I would counter that by saying that throwing money at companies that literally say they may never be profitable (Lyft, Uber), and valuing them at insanely high amounts is pretty irrational.
Depends on how likely that is. Uber and Lyft choose not to be profitable. Unless demand is so elastic that cutting R&D and raising fares to cover costs never breaks even (the pets.com scenario), there are some big levers for making those companies profitable.
Granted, they could still be profitable and overvalued.
CPI does not contain investment vehicles (stocks, equity, bonds).
The problems we are seeing are very much socially driven (emptying of middle income jobs -> lower pressure in low income jobs -> increasing poverty -> no money for education and healthcare spending -> low income stressed disabled people turn to high-risk high-yield activities drugs & crime).
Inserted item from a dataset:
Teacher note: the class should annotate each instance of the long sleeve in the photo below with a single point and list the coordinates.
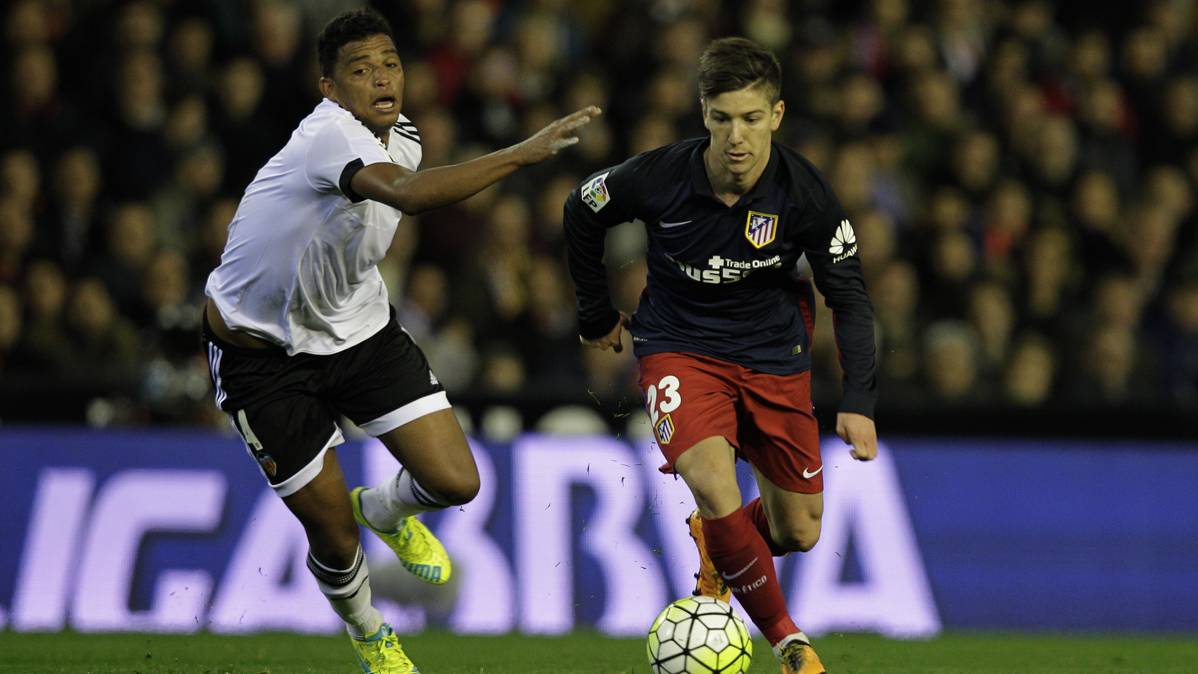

Coupled with the current populist politics, it's no wonder the "economic outlook" is a bit gloomy.
> Not really; there isn't the irrational exuberance that the dot com, housing, or bitcoin bubbles had
> There's definitely been an increase in government spending.
Perhaps the government spending is the irrational exuberance this time.
Who says there has to be a meltdown? We could just have stagnation for a long time. The policies may allow for poor allocations of resources to persist, leading to a stagnation in total productivity and in the median standard of living. See, e.g., USSR 1964-1987, or Japan recently.
> Though the length of recovery needed to bounce back will surprise people who haven't been watching the public/private US/Global deficits over the last 20 years.
The US gov has had large deficit spending equivalent to 3-4% of GDP per year for the last 20 years, and yet GDP per capita has only increased 1% per year. That's pretty darn bad. That's like driving your car petal to the meddle and only managing 21mph.
It might not be so bad if it was just the US. But, most of all the major countries in the world all have a similar problem with deficits: France, England, Japan, and even China. All of their debts (public + private) are about 200% of GDP and over. But, what's most striking is the difference between 1980 and today. That massive increase shows that the level of spending we're accustomed to is not sustainable.